Fenomena sejumlah pejabat yang kerap memamerkan materinya, kata Novi, bisa jadi bentuk mereka dalam menunjukkan eksistensi dirinya. Padahal eksistensi diri sebagai pejabat publik seharusnya ditunjukkan dengan kinerja yang sesuai.
“Ada penelitian yang menemukan bahwa manusia yang senang berbelanja dan menunjukkan kekayaannya adalah salah satu cara memunculkan rasa senang dan kepuasan,” tutur dia.
Manusia untuk dapat bahagia membutuhkan empat hormon kebahagiaan yaitu dopamin (pencapaian/pengakuan), oksitosin (rasa cinta/penerimaan), serotonin (kebermaknaan) dan endorphin (kegembiraan). Dalam hal tersebut ada manusia yang dapat mencari cara menjadi bahagia dengan keseimbangan antara capaian, penerimaan, kebermaknaan dan kegembiraan.
Novi menilai bahwa fenomena pejabat yang memamerkan materinya menunjukkan adanya kecenderungan berfokus pada dopamin.

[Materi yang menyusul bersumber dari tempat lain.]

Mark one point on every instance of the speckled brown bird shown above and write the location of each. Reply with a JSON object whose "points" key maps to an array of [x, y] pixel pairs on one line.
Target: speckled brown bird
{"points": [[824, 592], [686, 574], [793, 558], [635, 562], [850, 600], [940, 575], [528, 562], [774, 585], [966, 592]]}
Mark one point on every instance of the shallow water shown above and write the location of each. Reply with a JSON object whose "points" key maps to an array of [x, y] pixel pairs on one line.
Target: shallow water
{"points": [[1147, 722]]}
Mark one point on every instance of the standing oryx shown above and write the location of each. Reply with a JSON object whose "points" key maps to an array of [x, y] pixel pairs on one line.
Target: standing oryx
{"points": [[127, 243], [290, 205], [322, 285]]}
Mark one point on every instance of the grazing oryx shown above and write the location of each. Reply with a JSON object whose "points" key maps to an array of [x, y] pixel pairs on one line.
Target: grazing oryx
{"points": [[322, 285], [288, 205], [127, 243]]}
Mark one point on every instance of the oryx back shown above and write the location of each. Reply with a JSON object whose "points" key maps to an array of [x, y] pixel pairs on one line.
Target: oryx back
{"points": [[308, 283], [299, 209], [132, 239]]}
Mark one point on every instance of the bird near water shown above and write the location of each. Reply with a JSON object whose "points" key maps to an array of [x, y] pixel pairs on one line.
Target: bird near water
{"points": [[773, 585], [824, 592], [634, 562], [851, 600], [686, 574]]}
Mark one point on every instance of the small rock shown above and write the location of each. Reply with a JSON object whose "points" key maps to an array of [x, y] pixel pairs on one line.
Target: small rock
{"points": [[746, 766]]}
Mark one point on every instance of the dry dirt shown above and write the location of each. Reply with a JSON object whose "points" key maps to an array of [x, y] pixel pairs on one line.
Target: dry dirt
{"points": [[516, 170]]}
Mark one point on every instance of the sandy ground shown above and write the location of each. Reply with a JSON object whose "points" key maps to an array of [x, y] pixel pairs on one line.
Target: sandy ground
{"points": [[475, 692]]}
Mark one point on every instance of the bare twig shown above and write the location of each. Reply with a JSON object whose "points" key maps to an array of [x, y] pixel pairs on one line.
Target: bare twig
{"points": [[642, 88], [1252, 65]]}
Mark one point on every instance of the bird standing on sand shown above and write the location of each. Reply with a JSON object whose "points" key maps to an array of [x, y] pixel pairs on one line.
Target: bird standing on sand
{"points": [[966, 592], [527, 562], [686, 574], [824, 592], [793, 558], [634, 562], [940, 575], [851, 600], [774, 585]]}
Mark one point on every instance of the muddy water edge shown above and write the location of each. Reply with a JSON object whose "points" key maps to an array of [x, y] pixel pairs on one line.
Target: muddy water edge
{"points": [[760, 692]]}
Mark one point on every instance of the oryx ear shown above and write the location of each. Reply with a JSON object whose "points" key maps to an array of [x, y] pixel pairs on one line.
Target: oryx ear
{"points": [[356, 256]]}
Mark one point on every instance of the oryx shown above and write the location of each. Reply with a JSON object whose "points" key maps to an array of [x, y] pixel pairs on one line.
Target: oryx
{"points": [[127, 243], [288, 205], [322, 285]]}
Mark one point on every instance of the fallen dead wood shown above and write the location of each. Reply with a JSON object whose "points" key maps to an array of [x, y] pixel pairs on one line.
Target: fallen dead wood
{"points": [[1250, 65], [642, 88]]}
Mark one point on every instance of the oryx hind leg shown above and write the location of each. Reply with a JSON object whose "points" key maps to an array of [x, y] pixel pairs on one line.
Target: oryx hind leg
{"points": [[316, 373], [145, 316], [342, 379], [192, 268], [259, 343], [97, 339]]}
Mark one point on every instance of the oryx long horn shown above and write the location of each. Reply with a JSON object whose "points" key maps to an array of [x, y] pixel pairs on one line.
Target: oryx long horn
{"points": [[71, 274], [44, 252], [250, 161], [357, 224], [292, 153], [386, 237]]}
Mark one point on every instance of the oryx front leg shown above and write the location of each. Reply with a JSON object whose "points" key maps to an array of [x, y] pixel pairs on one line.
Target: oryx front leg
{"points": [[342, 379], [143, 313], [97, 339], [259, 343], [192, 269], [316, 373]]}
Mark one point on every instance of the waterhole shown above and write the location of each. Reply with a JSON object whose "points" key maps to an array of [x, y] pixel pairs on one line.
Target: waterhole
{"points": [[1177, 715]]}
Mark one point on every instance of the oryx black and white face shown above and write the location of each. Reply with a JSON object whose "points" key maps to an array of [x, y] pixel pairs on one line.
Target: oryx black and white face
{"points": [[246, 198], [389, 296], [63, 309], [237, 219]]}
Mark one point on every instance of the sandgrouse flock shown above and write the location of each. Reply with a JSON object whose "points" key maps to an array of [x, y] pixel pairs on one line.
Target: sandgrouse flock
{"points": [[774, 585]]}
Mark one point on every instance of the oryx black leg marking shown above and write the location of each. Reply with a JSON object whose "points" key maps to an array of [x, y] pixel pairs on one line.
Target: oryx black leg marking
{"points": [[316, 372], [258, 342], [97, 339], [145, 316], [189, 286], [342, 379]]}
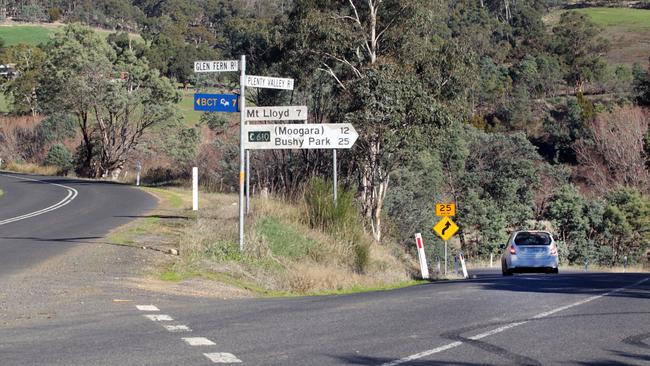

“Ada yang taunya hanya mengejar capaian dan pengakuan saja (dopamin). Nah pejabat yang memamerkan materinya merasa bahwa itu adalah capaiannya yang patut dibanggakan,” jelas dia.
Novi menambahkan menjadi pejabat atau pemimpin sebaiknya menyikapi diri dengan memiliki kapasitas intelektual tinggi. Sehingga dalam berperilaku, pejabat didasarkan oleh nalar etika yang dibangun di prefrontal cortex-nya, bukan nafsu atau emosi yang dibangun oleh limbik system.
“Untuk membangun nalar etika dibutuhkan kompetensi belajar terus menerus, keberpikiran tingkat tinggi sehingga sebelum berperilaku tertentu mereka mampu berpikir dampak bagi masyarakatnya,” ujar dia.
Sebelumnya, Menteri Dalam Negeri (Mendagri) Jendral Polisi (purn) Tito Karnavian meminta kepada seluruh pejabat daerah untuk menggunakan pola hidup yang sederhana dan tidak flexing atau suka pamer agar mendapatkan kepercayaan masyarakat.